Juliaでコードの性能を評価、ベンチマークする方法

概要

Juliaを使用する最大の理由が速度とパフォーマンスであるため、工学的に最適化されたコードを書くことは非常に重要である。BenchmarkTools.jlは、使いやすく便利でありながらも正確なパフォーマンス評価のインターフェースを提供する1

コード

julia> sinpi(0.5), cospi(0.5)
(1.0, 0.0)

julia> sincospi(0.5)
(1.0, 0.0)

例として、sincospiで一度に数値を計算する方法と、sinpicospiを別々に使用して計算する方法のパフォーマンスを比較してみよう。

@btime

評価結果から、sincospisinpiを一つだけ計算する状況では遅いが、cospiも別途計算するよりは速いことがわかる。このような評価結果は@timeと異なり、一度の実行ではなく自身で繰り返し測定したものであるため、より正確で信頼性がある。

julia> x = rand()
0.49058418112141866

julia> @btime SC = sincospi($x);
  7.500 ns (0 allocations: 0 bytes)

julia> @btime S = sinpi($x);
  4.500 ns (0 allocations: 0 bytes)

julia> @btime SC = sinpi($x), cospi($x);
  8.300 ns (0 allocations: 0 bytes)

ここで変数xの前に$を置く理由は、ベンチマークでxがグローバル変数として参照され、パフォーマンスそのものではなくオーバーヘッドを測定するのを防ぐためである。

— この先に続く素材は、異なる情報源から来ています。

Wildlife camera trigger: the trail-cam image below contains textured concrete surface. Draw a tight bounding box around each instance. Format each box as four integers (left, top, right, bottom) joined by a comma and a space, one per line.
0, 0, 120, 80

これにより、xはベンチマークの前に事前に計算され、ベンチマークに使用される。

@benchmark

より詳細なパフォーマンス評価結果を見るためには、@benchmarkマクロを使用する。次のようにヒストグラムを含め、視覚的にも優れた結果分析を出力する。

@time, @elapsedとの違い

@btimeは正確にパフォーマンスを評価する意図を持っているが、@timeは単に時間を測定するだけであり、@elapsedはその時間をFloat64で返すという違いがある。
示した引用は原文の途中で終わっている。